The borrower must be able to satisfy the lending institution's loan-servicing criteria.

Along with the concern for repayment, the lender also checks on the borrower's ability to fund the transaction costs. For purchase of a home, these are:

Legal Costs

  • Attorney's costs

  • Preparation of sale agreement.

    Statutory Costs - Transfer

  • Half of the stamp duty

  • Half of the registration fee.

    Cost to produce documents to support loan

  • Valuation report

  • Surveyor's identification report

    According to Purkiss, mortgage companies use what they label as the 'Five Cs' in assessing the potential borrower:

  • Character - the willingness of a borrower to repay debts.

  • Capacity - ability to generate the necessary cash flow required to meet obligations.

  • Collateral - the quality, value and marketability of the security.

  • Capital - the borrower's financial position in terms of assets, liabilities and net worth;

  • Conditions, which may be required of the borrower in order for him or her to get the loan. Conditions could also refer to external factors that can affect the decision to lend or not to lend, such as the state of the economy.

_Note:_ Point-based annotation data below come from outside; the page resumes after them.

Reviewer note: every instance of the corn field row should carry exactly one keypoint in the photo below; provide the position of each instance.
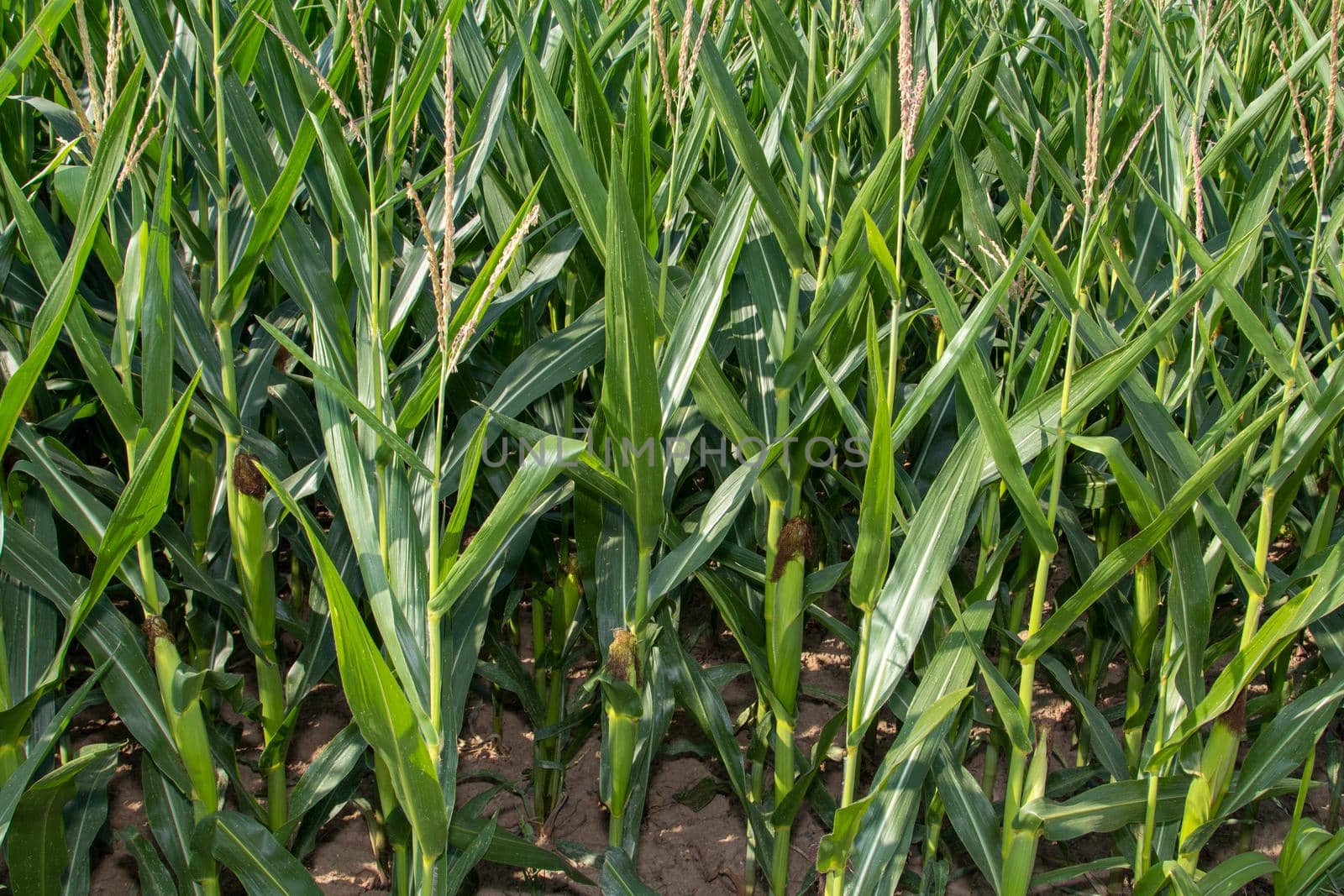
(378, 343)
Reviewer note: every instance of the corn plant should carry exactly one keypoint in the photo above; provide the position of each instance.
(998, 343)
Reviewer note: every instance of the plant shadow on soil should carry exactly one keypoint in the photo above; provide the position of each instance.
(682, 849)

    Useful steps in buying a home

    If you are thinking of purchasing a home for say $10 million and need to borrow around $8.5 million, here are some of the steps that Jamaica National Building Society's Wanica Purkiss suggests you should take to make the process easier.

  • Obtain pre-approval from your mortgage-loan provider. Where appropriate assess your National Housing Trust benefit for funding under the Joint Financing Mortgage Programme.

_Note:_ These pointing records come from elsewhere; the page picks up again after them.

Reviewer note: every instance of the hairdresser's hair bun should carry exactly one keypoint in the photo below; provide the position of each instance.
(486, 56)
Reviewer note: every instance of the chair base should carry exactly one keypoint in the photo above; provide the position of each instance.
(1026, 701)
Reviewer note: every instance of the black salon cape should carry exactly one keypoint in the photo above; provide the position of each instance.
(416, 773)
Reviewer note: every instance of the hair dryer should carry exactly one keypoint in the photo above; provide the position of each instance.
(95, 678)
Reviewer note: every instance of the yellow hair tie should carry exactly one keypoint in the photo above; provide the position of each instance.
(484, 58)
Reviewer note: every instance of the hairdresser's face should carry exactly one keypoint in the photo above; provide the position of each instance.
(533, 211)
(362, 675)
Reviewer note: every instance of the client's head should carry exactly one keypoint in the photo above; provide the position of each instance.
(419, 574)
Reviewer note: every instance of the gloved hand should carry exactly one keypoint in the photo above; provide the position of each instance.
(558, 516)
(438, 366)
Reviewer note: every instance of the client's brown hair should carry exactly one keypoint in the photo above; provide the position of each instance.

  • Identify financing for interim funding.

    Use your pre-approval to shop for a suitable property.

  • Engage the services of a realtor, whose expertise can be useful in identifying a suitable property;

  • Engage the services of an attorney-at-law who practises in conveyancing.

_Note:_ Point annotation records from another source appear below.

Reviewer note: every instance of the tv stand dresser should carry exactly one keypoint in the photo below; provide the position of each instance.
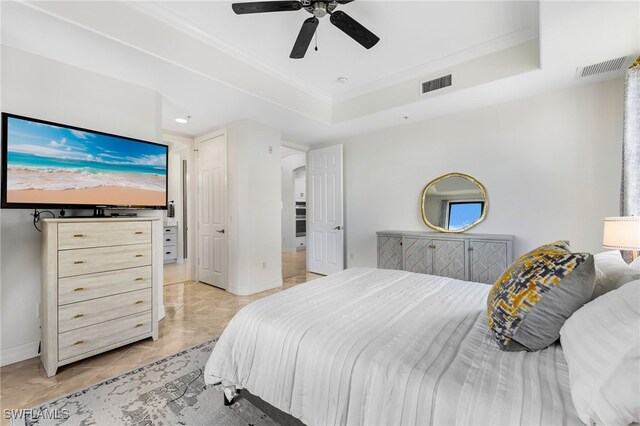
(99, 286)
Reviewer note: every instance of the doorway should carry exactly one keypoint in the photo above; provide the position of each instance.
(175, 254)
(294, 213)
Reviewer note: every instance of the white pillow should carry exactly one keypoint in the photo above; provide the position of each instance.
(612, 272)
(601, 343)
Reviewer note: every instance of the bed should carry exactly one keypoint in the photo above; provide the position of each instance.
(380, 347)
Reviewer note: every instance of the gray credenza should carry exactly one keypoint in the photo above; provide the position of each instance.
(471, 257)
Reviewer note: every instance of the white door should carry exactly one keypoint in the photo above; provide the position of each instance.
(211, 200)
(325, 226)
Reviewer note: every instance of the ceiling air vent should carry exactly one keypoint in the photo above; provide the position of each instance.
(602, 67)
(438, 83)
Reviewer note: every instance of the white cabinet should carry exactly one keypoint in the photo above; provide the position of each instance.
(473, 257)
(99, 286)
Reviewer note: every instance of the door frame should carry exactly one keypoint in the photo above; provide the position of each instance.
(196, 234)
(310, 206)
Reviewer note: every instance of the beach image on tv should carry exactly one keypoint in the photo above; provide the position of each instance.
(48, 164)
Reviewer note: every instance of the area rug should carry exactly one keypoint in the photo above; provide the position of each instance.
(167, 392)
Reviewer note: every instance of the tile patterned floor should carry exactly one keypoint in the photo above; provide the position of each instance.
(176, 273)
(195, 313)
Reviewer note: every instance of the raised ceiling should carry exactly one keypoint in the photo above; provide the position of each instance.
(218, 67)
(416, 38)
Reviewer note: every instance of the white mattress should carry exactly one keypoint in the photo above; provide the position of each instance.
(382, 347)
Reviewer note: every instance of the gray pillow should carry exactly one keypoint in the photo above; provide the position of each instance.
(612, 272)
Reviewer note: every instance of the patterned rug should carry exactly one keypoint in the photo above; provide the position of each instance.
(167, 392)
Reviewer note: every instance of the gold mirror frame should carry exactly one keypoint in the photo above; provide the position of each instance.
(441, 178)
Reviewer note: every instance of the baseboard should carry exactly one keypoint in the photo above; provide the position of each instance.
(249, 289)
(18, 353)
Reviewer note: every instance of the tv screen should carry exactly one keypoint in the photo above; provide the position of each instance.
(46, 164)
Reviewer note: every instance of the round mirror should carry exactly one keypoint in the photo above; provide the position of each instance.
(454, 203)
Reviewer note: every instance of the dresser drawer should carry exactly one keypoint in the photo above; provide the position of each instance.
(84, 287)
(86, 339)
(90, 312)
(88, 261)
(168, 253)
(169, 239)
(92, 234)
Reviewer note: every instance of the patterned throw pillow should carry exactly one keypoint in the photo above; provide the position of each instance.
(534, 296)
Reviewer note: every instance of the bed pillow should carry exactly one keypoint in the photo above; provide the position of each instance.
(536, 294)
(612, 272)
(601, 346)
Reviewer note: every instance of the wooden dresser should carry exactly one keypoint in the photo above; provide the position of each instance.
(99, 286)
(472, 257)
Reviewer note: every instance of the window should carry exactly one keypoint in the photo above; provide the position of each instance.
(464, 213)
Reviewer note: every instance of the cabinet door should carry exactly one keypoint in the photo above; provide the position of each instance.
(448, 258)
(488, 259)
(418, 255)
(389, 252)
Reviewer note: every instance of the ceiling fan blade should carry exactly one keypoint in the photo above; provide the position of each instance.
(304, 38)
(265, 6)
(353, 29)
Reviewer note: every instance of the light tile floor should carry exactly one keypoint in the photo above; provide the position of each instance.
(195, 313)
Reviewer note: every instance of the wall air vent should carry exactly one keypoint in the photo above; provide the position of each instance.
(602, 67)
(435, 84)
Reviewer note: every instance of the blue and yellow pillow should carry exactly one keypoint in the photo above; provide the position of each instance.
(530, 302)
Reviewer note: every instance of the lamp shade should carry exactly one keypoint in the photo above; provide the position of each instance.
(622, 233)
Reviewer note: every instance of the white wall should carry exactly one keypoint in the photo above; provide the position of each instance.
(550, 163)
(289, 164)
(254, 197)
(41, 88)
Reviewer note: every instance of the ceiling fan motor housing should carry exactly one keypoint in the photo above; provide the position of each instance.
(319, 8)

    Limits the borrower might want to consider

    Purchasing a unit that is now affordable or can be improved on in later years. You may not be able to afford your dream home at this time.

  • Where affordability is an issue, you may consider purchasing with a trusted family member or trusted friend.

  • You may want to consider your options to construct a dwelling in stages as against purchasing a completed unit.

    Owning property may create wealth, bring peace of mind

    Like other borrowings, a mortgage is a debt, but it often brings with it a "peace of mind in the security of ownership/property tenure", said Purkiss.

    There is also the fact that with this kind of debt comes the acquisition of assets and creation of wealth.

    Moreover, having the debt may allow for the "holding of cash for emergency and other investment purposes and the ability of the borrower to utilise equity in property for other purposes, e.g. education for your children".

    Other advantages are that a mortgage can be transferred with a change in ownership; borrowing can provide a means of monthly income in later years, e.g. reverse mortgage and an individual's consistent repayments over time helps to establish credit worthiness.